Открытые повреждения в периодонте, с другой стороны, часто встречаются в зубах, где пульпа потеряла свою жизнеспособность. В этих случаях процесс связан либо с некротизированной пульпой, либо с зубом, который был подвергнут эндодонтическому лечению. В обоих случаях причина поражения может быть обнаружена в существующей инфекции корневого канала (Рис. ниже). Проталкивание токсичных медикаментов и материалов, заполняющих корневые каналы, в периодонт в сочетании с эндодонтическим лечением также тканей периодонта ранее было довольно распространенным осложнением после использования препаратов на основе мышьяка или формальдегида для девитализации пульпы, лекарств и препаратов для пломбирования корневых каналов (Рис. ниже), современные медикаменты для обработки каналов и дезинфекции, а также материалы для пломбирования корневых каналов сравнительно хорошо переносятся (Geurtsen & Leyhausen 1997).
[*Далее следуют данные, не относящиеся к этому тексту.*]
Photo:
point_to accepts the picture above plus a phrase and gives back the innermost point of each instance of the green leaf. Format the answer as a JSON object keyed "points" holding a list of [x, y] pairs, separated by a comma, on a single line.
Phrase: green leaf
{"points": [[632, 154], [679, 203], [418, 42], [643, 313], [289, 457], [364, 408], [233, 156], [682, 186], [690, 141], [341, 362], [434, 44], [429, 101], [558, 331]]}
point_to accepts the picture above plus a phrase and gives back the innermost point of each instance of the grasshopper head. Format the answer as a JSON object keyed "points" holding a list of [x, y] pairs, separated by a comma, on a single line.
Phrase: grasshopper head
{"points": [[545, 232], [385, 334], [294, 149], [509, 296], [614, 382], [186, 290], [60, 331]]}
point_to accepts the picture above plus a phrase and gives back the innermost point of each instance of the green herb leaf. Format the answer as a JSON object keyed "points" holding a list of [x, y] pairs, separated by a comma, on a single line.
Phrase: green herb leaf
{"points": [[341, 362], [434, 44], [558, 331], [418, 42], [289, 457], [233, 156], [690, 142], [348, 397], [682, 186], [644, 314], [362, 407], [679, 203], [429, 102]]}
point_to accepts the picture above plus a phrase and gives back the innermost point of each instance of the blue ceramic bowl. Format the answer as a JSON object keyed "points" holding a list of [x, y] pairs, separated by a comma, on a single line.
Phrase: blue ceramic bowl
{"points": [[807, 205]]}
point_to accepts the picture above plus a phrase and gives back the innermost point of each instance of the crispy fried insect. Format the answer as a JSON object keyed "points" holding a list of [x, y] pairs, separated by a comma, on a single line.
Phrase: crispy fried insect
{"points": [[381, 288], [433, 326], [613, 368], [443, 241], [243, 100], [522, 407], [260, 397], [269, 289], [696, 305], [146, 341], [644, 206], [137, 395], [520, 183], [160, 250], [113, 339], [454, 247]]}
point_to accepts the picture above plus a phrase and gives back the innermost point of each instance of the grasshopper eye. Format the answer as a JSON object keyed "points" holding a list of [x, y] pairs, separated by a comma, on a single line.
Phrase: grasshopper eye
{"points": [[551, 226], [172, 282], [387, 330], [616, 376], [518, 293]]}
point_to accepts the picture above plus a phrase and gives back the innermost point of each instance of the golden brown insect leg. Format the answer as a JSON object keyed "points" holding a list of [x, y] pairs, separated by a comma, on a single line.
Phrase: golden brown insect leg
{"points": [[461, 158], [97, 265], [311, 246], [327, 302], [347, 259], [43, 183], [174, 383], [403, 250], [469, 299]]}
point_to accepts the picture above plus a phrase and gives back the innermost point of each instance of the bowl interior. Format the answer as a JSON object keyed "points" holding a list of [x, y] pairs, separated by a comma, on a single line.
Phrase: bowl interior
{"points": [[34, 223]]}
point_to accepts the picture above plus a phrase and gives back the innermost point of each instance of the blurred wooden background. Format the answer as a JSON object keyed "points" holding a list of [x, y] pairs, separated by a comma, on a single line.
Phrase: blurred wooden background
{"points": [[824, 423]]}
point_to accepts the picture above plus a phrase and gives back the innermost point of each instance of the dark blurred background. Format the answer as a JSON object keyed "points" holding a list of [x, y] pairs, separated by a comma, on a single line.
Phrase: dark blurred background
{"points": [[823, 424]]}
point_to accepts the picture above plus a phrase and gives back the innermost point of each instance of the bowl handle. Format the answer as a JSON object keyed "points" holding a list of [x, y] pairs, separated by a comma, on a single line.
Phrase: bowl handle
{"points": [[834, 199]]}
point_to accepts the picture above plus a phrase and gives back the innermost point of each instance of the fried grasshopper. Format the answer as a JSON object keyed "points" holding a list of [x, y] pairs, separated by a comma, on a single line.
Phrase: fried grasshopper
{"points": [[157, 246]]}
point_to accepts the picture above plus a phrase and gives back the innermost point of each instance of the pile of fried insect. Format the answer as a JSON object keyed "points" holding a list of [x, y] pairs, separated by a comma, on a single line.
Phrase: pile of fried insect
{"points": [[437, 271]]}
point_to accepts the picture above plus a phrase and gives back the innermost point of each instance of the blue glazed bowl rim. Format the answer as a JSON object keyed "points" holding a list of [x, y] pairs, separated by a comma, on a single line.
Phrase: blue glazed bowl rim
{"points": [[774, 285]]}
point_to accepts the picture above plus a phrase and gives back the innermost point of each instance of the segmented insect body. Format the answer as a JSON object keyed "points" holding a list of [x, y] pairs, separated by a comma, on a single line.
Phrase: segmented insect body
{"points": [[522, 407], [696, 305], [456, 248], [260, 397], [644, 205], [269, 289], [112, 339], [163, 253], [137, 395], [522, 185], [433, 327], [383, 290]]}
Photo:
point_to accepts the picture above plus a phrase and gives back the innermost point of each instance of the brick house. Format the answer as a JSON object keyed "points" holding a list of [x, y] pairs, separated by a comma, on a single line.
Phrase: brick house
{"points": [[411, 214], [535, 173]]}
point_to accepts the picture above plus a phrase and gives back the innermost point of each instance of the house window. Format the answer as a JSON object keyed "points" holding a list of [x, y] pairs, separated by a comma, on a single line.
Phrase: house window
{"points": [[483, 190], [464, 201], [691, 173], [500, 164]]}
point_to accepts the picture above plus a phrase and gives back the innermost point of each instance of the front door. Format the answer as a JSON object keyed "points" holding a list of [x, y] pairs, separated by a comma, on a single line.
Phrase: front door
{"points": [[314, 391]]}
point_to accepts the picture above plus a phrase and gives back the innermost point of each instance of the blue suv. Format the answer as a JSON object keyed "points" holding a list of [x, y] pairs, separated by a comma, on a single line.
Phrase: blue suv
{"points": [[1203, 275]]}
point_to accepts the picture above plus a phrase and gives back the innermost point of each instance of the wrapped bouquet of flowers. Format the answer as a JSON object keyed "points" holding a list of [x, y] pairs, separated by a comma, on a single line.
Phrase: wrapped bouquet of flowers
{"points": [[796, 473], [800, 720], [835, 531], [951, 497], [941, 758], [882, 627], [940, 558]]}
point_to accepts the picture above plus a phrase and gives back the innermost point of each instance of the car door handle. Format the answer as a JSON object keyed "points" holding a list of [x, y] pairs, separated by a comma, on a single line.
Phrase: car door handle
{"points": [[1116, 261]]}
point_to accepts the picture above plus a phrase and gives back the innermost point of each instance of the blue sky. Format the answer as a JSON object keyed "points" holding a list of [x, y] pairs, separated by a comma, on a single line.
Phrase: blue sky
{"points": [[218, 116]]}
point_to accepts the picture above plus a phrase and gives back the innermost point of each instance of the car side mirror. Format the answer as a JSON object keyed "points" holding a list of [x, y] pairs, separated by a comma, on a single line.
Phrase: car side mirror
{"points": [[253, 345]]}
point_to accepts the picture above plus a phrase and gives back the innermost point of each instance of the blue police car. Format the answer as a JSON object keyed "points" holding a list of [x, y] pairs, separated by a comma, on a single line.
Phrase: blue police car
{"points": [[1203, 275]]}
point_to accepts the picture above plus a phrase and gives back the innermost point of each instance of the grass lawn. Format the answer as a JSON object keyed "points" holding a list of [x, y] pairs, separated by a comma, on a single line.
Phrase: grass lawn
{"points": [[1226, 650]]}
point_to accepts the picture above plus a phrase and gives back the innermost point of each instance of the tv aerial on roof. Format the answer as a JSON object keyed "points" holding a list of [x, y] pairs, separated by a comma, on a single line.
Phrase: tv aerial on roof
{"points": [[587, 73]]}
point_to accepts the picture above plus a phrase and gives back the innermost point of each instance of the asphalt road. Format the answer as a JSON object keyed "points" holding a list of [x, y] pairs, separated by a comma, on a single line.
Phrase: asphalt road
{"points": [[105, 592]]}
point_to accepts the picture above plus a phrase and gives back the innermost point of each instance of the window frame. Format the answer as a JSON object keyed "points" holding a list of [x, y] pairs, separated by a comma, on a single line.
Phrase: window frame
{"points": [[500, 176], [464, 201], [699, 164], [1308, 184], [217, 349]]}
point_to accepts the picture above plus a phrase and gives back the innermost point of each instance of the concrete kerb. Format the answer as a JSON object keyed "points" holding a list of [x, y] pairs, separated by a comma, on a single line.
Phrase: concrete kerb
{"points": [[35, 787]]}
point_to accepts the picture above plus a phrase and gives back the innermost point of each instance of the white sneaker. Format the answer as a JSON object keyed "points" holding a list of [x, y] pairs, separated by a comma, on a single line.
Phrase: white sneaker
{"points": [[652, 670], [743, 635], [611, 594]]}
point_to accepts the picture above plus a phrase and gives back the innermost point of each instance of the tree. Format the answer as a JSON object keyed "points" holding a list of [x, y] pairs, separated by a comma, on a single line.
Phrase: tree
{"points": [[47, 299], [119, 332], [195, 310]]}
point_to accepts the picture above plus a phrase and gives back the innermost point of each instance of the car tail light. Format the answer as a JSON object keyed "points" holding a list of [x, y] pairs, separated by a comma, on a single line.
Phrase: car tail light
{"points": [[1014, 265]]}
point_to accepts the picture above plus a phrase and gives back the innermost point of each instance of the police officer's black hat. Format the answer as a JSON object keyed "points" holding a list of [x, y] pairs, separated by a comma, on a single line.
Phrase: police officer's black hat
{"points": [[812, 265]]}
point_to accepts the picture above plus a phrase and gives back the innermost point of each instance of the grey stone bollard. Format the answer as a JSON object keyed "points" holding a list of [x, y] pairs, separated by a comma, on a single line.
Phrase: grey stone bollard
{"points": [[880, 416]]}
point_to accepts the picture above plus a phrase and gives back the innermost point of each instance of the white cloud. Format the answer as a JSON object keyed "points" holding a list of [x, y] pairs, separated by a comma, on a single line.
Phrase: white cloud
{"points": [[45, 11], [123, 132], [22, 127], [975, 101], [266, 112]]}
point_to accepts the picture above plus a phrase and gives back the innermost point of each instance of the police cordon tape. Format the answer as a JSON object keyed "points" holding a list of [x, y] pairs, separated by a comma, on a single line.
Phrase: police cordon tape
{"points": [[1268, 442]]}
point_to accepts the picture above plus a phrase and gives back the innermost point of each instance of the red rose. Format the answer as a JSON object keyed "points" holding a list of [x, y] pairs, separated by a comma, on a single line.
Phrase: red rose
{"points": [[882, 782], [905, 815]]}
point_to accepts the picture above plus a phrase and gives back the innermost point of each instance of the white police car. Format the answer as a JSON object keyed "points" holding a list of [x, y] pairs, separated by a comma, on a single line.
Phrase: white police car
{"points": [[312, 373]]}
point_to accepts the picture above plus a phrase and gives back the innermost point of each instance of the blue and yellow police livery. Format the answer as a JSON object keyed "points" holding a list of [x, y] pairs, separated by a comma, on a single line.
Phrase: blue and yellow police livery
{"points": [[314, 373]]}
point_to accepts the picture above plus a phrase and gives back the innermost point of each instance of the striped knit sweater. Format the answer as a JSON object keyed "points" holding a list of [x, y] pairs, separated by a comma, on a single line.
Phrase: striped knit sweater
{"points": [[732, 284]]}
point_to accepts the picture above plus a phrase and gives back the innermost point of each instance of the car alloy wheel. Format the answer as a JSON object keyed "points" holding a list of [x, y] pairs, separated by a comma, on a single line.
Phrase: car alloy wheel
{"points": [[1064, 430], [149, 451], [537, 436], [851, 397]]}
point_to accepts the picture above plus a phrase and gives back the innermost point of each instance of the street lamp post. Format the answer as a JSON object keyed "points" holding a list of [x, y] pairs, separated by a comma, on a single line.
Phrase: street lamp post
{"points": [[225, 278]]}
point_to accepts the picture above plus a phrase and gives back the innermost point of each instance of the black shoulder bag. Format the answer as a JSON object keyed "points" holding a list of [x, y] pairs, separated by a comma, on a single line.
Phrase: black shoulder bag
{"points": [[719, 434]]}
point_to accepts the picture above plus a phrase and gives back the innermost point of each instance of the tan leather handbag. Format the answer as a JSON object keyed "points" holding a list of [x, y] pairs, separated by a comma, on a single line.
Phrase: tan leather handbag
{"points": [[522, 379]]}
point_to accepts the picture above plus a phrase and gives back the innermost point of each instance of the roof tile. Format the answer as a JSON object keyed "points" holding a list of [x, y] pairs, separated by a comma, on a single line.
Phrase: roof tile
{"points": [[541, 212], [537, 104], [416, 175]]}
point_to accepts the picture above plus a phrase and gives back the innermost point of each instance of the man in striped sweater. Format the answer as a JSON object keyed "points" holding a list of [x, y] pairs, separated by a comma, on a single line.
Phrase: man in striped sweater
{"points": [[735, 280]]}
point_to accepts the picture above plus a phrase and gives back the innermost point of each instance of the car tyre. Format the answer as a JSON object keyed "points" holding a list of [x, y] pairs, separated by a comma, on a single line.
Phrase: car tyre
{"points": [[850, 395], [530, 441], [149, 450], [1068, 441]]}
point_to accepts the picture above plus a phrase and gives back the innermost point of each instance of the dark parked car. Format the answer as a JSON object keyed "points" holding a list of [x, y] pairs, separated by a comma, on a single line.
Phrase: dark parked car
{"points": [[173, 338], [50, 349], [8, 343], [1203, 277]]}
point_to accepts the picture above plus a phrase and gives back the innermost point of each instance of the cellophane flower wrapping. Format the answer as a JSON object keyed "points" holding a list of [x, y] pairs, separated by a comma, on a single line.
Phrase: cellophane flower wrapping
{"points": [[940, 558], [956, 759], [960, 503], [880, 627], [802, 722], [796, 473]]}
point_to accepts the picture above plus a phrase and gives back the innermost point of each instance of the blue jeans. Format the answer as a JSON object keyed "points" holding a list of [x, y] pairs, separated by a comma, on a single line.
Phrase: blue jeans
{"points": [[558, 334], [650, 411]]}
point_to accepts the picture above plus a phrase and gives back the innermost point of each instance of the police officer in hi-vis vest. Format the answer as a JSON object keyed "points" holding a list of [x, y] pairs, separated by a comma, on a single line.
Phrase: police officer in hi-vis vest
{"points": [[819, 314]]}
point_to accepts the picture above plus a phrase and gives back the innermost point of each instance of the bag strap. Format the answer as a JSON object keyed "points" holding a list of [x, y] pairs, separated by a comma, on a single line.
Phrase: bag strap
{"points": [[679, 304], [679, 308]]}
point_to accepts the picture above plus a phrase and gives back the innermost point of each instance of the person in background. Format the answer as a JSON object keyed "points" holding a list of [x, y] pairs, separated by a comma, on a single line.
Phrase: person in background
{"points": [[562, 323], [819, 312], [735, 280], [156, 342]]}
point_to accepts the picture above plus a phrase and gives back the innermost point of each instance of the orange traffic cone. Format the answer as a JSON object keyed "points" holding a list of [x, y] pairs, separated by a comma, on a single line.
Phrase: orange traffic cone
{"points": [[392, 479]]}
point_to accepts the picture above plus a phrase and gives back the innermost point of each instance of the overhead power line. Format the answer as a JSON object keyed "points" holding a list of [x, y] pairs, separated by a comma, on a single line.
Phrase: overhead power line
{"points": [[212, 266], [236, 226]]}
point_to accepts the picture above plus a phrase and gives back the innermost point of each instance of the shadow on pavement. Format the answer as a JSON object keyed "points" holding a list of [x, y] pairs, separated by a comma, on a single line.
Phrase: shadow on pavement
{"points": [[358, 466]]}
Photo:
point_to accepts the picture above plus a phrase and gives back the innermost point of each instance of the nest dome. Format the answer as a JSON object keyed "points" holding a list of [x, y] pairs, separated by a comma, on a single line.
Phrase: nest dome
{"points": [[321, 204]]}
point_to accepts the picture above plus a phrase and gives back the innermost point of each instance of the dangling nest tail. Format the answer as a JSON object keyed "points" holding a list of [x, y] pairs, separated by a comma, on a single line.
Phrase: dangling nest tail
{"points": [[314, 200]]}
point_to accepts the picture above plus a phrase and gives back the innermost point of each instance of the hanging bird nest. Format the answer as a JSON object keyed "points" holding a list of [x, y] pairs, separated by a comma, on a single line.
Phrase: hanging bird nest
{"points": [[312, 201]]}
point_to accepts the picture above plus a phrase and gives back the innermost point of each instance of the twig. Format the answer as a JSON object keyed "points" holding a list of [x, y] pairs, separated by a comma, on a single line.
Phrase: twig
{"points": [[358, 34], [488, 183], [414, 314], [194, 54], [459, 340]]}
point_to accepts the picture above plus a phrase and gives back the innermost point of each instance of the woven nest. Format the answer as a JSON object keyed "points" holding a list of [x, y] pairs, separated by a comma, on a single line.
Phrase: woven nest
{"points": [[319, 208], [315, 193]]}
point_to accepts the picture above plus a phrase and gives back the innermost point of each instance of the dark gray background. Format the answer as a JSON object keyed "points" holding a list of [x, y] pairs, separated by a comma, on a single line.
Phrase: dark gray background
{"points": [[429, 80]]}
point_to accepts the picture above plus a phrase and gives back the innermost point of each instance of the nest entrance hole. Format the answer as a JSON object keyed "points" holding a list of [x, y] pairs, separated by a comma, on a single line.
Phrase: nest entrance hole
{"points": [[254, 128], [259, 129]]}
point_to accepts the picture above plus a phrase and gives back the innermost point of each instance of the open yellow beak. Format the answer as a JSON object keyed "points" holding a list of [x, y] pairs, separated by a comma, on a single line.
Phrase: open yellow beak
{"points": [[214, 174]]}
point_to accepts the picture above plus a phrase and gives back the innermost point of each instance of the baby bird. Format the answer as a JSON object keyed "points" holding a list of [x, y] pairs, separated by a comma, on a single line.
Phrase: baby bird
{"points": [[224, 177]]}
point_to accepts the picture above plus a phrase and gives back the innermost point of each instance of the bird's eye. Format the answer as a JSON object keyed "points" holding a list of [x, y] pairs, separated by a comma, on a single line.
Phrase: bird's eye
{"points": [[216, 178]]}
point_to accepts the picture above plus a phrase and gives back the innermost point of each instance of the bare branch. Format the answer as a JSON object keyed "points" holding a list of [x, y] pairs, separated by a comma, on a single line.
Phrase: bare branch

Однако тяжелые острые токсические и аллергические реакции могут, хотя и редко, встречаться из-за использования высококонцентрированного гипохлорита натрия (NaOCl) и неблагоприятных компонентов материала для пломбирования каналов (Шведский совет по оценке технологий здравоохранения 2010).
Вывод Важно понимать, что пока пульпа поддерживает жизнедеятельность, даже если она воспалена или фиброзирована, вряд ли найдутся раздражители, которые вызывают явные поражения тканей пародонта. Для клинически значимого поражения пародонта, пульпы должна потерять свою жизнеспособность. Следовательно, нет смысла в депульпации зуба в качестве дополнительной или альтернативной тактики лечения зубов при заболеваниях пародонта.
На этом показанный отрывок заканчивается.